FIDA’s evolution from a small, volunteer run competition, through a partnership with the Victorian amateurs to, since 2015, being run by AFL Victoria has been critical. FIDA remains an incorporated body with input into how the game is run, but with AFL backing there is now a manager overseeing FIDA football nationally. “With one team you can have the best player in Australia potentially playing with some players who may not move or get a kick for a season or two,” Rob Klemm says, noting how complex that can be for coaches to ensure everyone is enjoying their football. His point was backed up at the 2016 national championships, where Klemm coached Vic Metro and Willy’s Kelvin O’Connor was named captain of the All-Australian team. “We’ve got that range – the best player in Australia in disability football, right down to players who are very happy just to touch the ball during a game.”

A women’s division is firmly in FIDA’s planning, with girls currently playing alongside boys in the regular competition. As Klemm says, football’s beauty is that when you pull on the jumper it doesn’t matter who you are – you’re part of the team. “In lots of ways in life these people get discriminated against, but when they go to an AFL game and they’re wearing their team’s jumper, they’re just the same as any other Collingwood or Richmond supporter or whoever it might be. You’re part of the tribe. That’s something our players don’t get a lot of, that acceptance.”

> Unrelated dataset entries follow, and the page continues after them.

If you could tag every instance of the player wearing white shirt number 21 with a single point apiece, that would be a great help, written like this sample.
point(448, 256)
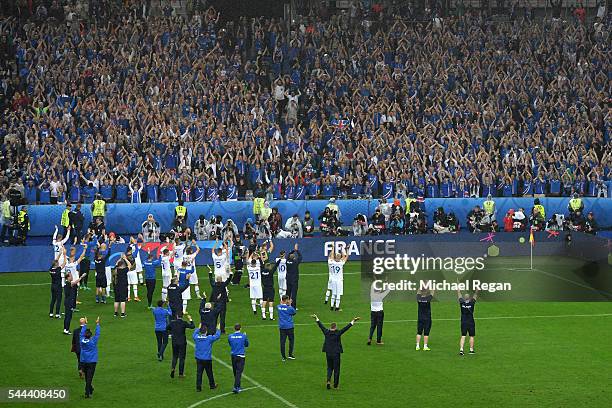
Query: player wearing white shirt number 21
point(189, 259)
point(254, 271)
point(335, 284)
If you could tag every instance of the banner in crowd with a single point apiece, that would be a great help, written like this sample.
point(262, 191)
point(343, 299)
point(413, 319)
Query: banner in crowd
point(39, 258)
point(128, 218)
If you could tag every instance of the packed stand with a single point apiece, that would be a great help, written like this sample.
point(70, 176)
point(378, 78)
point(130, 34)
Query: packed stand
point(140, 108)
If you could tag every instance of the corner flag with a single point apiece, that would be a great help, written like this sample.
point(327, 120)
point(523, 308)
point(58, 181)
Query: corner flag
point(531, 242)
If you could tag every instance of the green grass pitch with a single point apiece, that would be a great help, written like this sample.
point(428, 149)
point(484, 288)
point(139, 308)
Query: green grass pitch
point(528, 354)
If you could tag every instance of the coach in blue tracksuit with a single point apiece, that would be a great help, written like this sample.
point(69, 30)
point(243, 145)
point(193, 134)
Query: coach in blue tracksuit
point(203, 345)
point(285, 325)
point(161, 314)
point(89, 354)
point(238, 342)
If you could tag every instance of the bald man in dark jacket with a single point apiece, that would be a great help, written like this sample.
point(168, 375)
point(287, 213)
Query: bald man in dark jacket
point(332, 347)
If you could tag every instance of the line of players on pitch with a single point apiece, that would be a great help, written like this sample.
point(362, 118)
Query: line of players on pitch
point(261, 281)
point(260, 270)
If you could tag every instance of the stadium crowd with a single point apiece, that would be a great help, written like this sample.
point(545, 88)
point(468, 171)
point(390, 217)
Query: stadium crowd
point(166, 108)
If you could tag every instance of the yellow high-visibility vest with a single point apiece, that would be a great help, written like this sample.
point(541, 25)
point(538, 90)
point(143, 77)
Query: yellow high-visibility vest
point(575, 204)
point(541, 210)
point(98, 208)
point(65, 219)
point(180, 211)
point(21, 219)
point(258, 203)
point(6, 209)
point(489, 207)
point(332, 206)
point(265, 213)
point(408, 202)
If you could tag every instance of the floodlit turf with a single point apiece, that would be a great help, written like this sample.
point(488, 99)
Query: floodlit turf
point(528, 354)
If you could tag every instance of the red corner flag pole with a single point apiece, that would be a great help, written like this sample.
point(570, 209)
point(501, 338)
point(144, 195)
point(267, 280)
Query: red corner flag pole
point(531, 243)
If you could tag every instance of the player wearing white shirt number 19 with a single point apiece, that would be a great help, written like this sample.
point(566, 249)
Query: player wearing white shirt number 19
point(335, 285)
point(220, 260)
point(254, 271)
point(166, 272)
point(189, 259)
point(282, 273)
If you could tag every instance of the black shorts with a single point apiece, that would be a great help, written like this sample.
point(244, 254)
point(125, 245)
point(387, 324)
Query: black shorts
point(121, 294)
point(468, 328)
point(268, 294)
point(423, 327)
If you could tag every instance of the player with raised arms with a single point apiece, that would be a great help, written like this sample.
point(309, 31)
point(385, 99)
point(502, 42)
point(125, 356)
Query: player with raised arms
point(220, 259)
point(424, 298)
point(281, 263)
point(254, 272)
point(335, 263)
point(468, 326)
point(189, 259)
point(267, 278)
point(179, 252)
point(166, 272)
point(184, 275)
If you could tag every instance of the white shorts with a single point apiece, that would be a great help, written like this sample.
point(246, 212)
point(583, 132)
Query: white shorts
point(193, 278)
point(282, 282)
point(132, 278)
point(256, 292)
point(337, 287)
point(187, 294)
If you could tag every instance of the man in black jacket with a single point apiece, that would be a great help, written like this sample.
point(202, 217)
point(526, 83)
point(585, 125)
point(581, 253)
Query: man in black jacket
point(332, 347)
point(293, 274)
point(219, 297)
point(176, 329)
point(175, 295)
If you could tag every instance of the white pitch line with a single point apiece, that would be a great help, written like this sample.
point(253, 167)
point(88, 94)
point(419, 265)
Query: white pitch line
point(252, 381)
point(457, 319)
point(570, 281)
point(218, 396)
point(25, 284)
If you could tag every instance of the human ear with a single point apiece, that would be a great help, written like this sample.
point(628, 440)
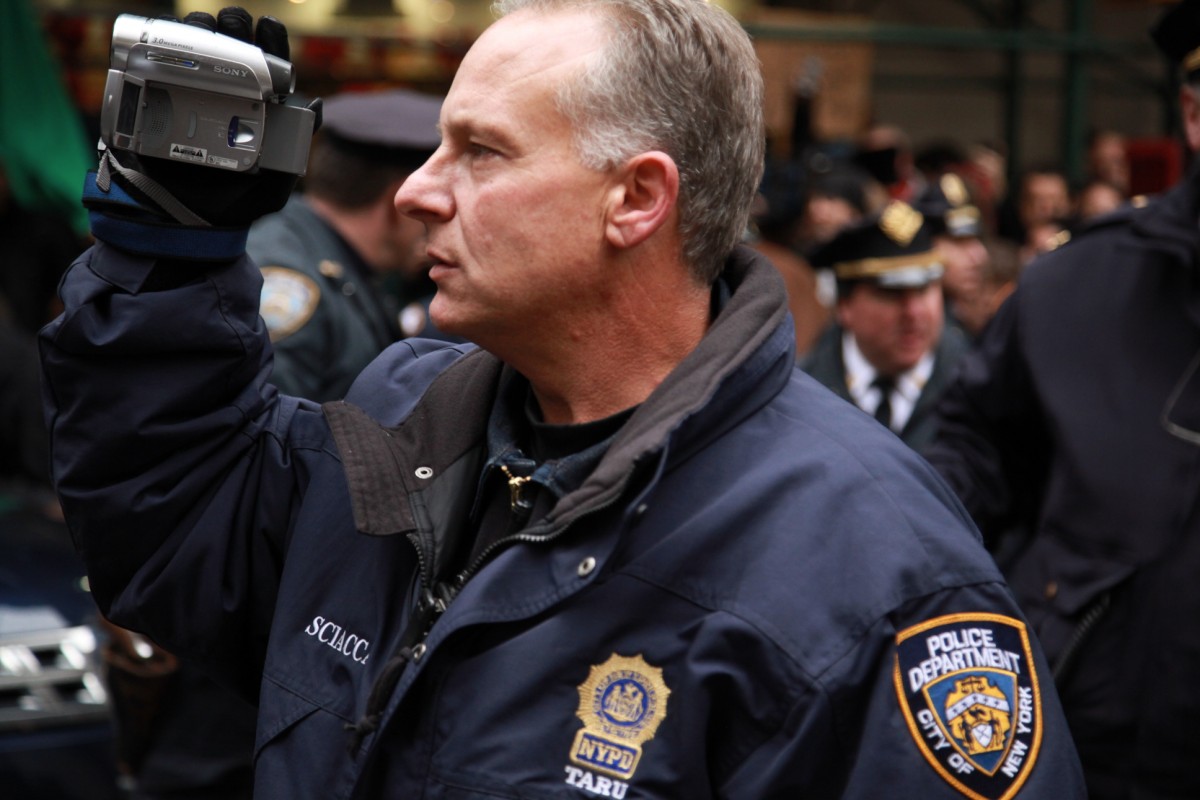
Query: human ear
point(642, 199)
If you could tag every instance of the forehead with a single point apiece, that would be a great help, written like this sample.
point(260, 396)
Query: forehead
point(523, 55)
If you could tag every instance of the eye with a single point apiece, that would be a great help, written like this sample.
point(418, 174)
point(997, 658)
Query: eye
point(479, 150)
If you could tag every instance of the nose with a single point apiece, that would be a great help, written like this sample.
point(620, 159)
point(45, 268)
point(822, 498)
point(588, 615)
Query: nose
point(425, 196)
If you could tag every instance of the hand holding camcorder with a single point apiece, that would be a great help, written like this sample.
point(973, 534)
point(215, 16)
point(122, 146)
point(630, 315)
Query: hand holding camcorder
point(204, 109)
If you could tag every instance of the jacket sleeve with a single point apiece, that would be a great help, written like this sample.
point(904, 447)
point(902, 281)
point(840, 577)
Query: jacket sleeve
point(174, 461)
point(989, 440)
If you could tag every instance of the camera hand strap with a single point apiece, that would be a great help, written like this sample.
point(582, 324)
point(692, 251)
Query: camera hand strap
point(148, 186)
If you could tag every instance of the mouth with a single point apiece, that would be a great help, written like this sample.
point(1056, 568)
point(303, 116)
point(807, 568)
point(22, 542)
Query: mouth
point(439, 262)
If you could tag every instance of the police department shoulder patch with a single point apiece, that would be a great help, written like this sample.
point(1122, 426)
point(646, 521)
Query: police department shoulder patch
point(970, 693)
point(288, 300)
point(622, 704)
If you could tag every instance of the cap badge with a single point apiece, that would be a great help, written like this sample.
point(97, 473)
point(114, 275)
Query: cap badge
point(900, 222)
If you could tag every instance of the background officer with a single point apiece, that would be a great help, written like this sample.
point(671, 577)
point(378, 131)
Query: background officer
point(343, 271)
point(889, 350)
point(1078, 420)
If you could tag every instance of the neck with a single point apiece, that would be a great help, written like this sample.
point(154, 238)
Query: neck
point(605, 362)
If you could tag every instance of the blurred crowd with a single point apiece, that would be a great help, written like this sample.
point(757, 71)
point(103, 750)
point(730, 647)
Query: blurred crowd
point(985, 232)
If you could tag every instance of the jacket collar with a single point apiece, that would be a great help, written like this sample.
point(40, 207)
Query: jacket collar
point(743, 360)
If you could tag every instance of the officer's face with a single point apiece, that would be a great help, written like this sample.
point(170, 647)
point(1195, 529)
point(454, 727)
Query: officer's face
point(515, 222)
point(893, 328)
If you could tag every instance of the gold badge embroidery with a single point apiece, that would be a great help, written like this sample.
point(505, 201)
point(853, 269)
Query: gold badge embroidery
point(900, 222)
point(288, 300)
point(622, 704)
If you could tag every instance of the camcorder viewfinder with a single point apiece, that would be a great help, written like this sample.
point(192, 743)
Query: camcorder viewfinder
point(191, 95)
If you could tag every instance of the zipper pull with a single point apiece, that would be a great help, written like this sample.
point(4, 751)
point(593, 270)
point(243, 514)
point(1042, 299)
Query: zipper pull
point(516, 487)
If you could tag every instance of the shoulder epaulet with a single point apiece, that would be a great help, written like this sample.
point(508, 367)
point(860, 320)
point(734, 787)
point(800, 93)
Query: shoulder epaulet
point(288, 301)
point(1057, 240)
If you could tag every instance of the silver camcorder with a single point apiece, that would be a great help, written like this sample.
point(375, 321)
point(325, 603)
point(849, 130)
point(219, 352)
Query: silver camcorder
point(187, 94)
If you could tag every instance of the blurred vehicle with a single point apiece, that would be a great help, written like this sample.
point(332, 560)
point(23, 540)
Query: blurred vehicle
point(55, 731)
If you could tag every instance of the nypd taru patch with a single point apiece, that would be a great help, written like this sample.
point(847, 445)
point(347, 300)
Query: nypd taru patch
point(622, 704)
point(970, 693)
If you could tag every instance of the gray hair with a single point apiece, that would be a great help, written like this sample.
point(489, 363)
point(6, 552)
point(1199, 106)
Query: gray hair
point(682, 77)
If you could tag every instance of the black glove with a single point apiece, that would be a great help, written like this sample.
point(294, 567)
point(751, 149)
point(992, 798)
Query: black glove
point(201, 196)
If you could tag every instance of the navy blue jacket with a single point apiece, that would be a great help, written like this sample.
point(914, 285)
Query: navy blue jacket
point(1075, 422)
point(759, 593)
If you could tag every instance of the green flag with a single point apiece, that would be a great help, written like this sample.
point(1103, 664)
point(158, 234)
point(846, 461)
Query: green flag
point(42, 140)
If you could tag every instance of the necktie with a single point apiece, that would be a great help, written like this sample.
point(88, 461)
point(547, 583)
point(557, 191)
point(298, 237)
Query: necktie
point(883, 410)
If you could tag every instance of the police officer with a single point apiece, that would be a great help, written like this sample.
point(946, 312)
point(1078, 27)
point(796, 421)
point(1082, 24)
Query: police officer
point(889, 350)
point(1078, 420)
point(619, 548)
point(327, 256)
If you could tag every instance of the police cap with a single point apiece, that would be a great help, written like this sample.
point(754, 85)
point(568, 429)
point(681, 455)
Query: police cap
point(892, 248)
point(394, 125)
point(947, 206)
point(1177, 35)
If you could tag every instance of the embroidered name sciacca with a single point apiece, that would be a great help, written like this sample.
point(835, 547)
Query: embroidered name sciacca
point(970, 693)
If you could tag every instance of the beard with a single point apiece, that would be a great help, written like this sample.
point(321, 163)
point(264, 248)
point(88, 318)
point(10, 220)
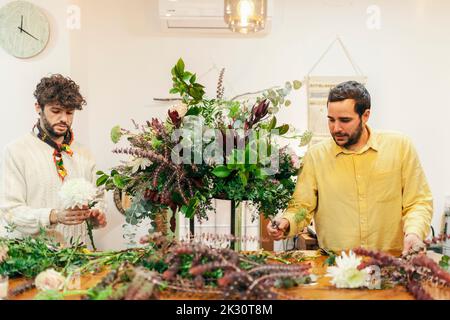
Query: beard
point(50, 128)
point(353, 138)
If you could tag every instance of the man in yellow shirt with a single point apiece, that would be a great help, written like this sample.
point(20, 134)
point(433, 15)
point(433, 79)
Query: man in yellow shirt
point(363, 188)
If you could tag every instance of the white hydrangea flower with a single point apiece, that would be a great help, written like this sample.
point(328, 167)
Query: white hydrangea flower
point(77, 193)
point(346, 274)
point(49, 280)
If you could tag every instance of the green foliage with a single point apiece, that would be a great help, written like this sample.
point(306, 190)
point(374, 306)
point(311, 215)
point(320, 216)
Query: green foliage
point(184, 84)
point(240, 175)
point(30, 256)
point(116, 134)
point(445, 263)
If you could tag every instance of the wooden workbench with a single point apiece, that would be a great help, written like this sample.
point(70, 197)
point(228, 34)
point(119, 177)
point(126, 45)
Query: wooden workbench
point(321, 290)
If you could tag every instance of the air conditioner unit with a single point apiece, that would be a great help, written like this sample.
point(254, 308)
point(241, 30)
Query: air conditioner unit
point(200, 16)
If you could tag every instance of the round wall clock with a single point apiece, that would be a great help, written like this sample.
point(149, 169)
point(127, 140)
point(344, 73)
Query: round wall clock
point(24, 29)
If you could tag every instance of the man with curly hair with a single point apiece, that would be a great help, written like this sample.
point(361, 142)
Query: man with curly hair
point(35, 167)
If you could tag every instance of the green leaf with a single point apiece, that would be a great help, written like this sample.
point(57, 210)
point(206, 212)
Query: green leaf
point(180, 67)
point(193, 111)
point(272, 124)
point(221, 171)
point(283, 129)
point(193, 78)
point(174, 91)
point(187, 76)
point(156, 143)
point(243, 178)
point(119, 181)
point(102, 180)
point(297, 84)
point(116, 134)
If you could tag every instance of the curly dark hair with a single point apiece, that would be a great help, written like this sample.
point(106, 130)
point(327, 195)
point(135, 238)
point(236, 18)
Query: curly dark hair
point(58, 89)
point(351, 90)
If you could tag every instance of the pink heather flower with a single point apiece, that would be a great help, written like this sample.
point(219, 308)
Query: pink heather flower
point(49, 280)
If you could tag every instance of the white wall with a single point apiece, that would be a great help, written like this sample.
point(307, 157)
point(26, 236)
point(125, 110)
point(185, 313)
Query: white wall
point(123, 61)
point(18, 78)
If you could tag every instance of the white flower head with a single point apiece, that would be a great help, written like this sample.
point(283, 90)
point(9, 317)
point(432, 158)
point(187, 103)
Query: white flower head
point(49, 280)
point(77, 193)
point(139, 163)
point(181, 108)
point(3, 253)
point(346, 274)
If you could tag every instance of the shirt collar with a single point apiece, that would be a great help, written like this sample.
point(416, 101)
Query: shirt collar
point(372, 143)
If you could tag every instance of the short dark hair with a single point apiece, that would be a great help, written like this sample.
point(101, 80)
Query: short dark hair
point(351, 90)
point(58, 89)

Peter Ryan is rightly proud, and says he and his wife now concentrate their efforts on fundraising, a constant battle for any sporting club or organisation. Three or four major functions are held each year, and on March 25 the new season will be launched at the Yarraville Club. Ryan’s mission is to find more volunteers. “I turn 70 next year. We could do with a few more helpers.”

Up in the Wimmera, Bev Young is trying to keep tabs on her footballing sons; five of her six boys are still playing and a grandson is in the Minyip-Murtoa juniors. There was a time not so long ago when she wouldn’t have been able to count 24-year-old Lachie among them. Thanks to the Whippets – who also boast a netball team, and this season will wear new jumpers boasting a big yellow ‘W’ and a whippet’s head – he’s no longer left behind.

“Some of them would never, ever, ever have dreamed of playing a game of footy in the past, they just wouldn’t have been able to,” Bev says. “Just to be out there and be part of the team, it’s wonderful.”